Morgenjournal | 20 07 2018

David Baldinger

Auf ihrem Grabstein in Berlin steht Christa Päffgen – darüber, größer und in vier schlichten Großbuchstaben der Name, den die Welt ihr gab: NICO. Schon bei diesen vier Buchstaben beginnt die Faszination Nico. Auch die Regisseurin Susanna Nicchiarelli wusste nicht so recht, ob Nico Mann oder Frau ist. Dazu diese Stimme, durchdringend und verletzlich gleichzeitig. "Wie viele andere habe auch ich mich gefragt, ob das ein Mann oder eine Frau ist weil sie diesen komischen Namen hatte. Dann habe ich mich mit ihr auseinandergesetzt, ihre Sachen nach Velvet Underground entdeckt." Nichiarelli hat sich in die Künstlerin Nico verliebt. In jene Frau für die "Nico" ein Name war, den sie in den späten 1980er Jahren nicht mehr hören wollte, weil er sie in der Vergangenheit einkerkerte.

Die Muse aus Köln

Die Vergangenheit – das waren jene Jahre in New York als die Kölnerin zur dunklen Schwester im Geiste von Jim Morrison, Lou Reed und Andy Warhol wurde. Zur Muse der Pop-Art. Schon davor hing sie mit Brian Jones herum und nahm mit Jimmy Page eine Platte auf. Später spielte dann Brian Eno für sie, Pattie Smith kaufte ihr ein neues Harmonium und Nico kreierte fast im Alleingang ein eigenes Genre, das ihre verschlungene Romantik, ihre Zerbrechlichkeit und ihren Flirt mit Abgründen vertonte – The Marble Index, ihre LP aus dem Jahr 1968 gilt heute vielen als erstes Gothic Album.

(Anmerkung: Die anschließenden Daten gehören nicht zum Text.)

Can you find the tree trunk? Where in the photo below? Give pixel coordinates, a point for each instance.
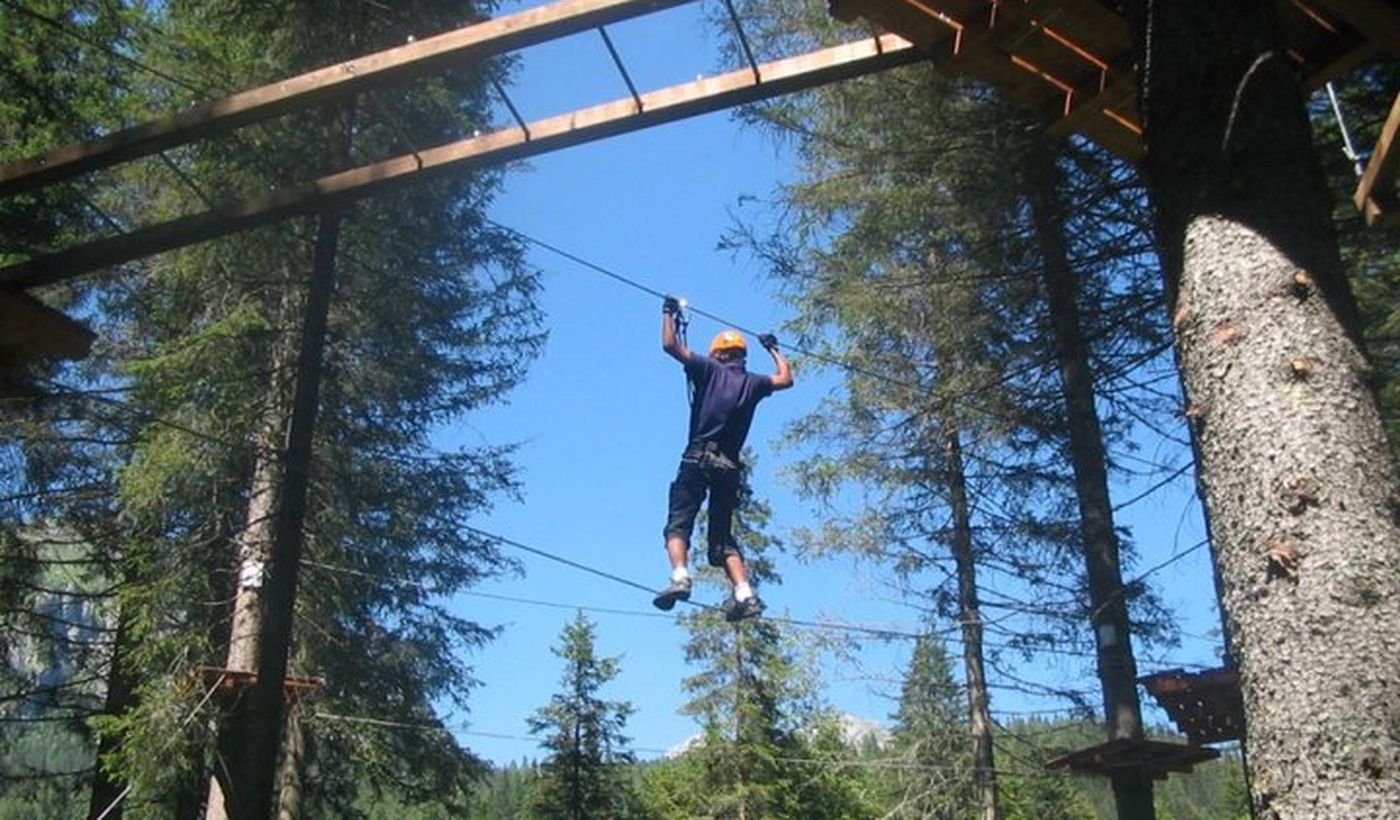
(252, 550)
(1298, 477)
(1109, 617)
(252, 729)
(105, 799)
(979, 712)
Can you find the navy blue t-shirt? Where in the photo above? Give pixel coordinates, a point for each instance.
(725, 395)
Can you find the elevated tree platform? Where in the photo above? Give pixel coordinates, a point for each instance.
(32, 330)
(1073, 60)
(230, 682)
(1206, 705)
(1157, 757)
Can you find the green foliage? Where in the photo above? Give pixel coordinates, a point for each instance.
(433, 318)
(934, 774)
(44, 768)
(581, 777)
(1371, 255)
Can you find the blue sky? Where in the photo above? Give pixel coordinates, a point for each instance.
(601, 420)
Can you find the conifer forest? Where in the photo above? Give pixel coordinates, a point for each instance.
(249, 421)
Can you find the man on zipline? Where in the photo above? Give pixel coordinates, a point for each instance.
(721, 407)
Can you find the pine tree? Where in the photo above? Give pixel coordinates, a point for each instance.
(583, 775)
(431, 316)
(930, 739)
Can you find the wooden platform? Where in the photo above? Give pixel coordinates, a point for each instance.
(230, 682)
(32, 330)
(1071, 60)
(1158, 757)
(1206, 705)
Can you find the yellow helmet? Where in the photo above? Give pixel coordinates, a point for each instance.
(728, 340)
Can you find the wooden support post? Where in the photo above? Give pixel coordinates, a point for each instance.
(1376, 191)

In Nichiarellis Film ist Nico kettenrauchende Existenzialistin, ihr Blick versunken im Nirgendwo. Nico lebt in Manchester, einer Stadt vor dem wirtschaftlichen Niedergang. Industriell und morbid. Hässlich – so wie Nico selbst, die längst der Schönheit abgeschworen hat. Es sind die Jahre des Kalten Kriegs, die Jahre von Tschernobyl und die Atmosphäre des Films harmoniert mit den poetischen Songskeletten Nicos.

Trotzkopf, Primadonna und kämpfende Mutter

Nichiarelli zeigt aber nicht nur ein Junkie-Schicksal sondern auch den Trotzkopf Nico. Die Frau, die sich nichts sagen lässt und ihre Bedürfnisse stillt ohne groß zu fragen. Eine kapriziöse Primadonna, heroinsüchtig und schwer cholerisch.

"Nico, 1988" wirkt, weil der Film den Lärm rund um eine Ikone reduziert und stattdessen die Annäherung einer Mutter an ihren entfremdeten Sohn zeigt. Ari entstand aus der Liaison von Nico mit Alain Delon – der allerdings hatte nie die Größe seinen Sohn anzuerkennen. Nico selbst bereut ihre jugendliche Verantwortungslosigkeit.

Im New York des Jonas Mekas

Stark ist "Nico, 1988" auch wenn Nichiarelli ihre Geschichte mit Original Archivaufnahmen verschneidet, wenn das New York der späten 1960er wiederaufersteht, mit sonnengefluteten Straßenschluchten und wackeligen Aufnahmen von Andy Warhol. Diese Passagen stammen von Jonas Mekas, dem litauischen Regisseur, der zur hippen Entourage Warhols zählte und das Factory-Treiben auf Kamera festhielt. Der heute 95-jährige Mekas wird längst als Pate des US-Avantegardekinos gefeiert.

Nico, 1988 feiert Christa Päffgen als eine, die sich nicht vereinnahmen ließ. Eine Frau, die wieder von Eleganz träumt und das Junkie-Dasein hinter sich lassen möchte. Die Film-Nico beeindruckt durch Rückgrat, Integrität und ihre angeborene Sturheit. Die industrielle Pop-Produktion erlebte sie bei Andy Warhol hautnah mit, mit oberflächlichem Glamour wollte sie nichts mehr zu tun haben. Sie wollte eine neue Nico oder die alte Christa sein.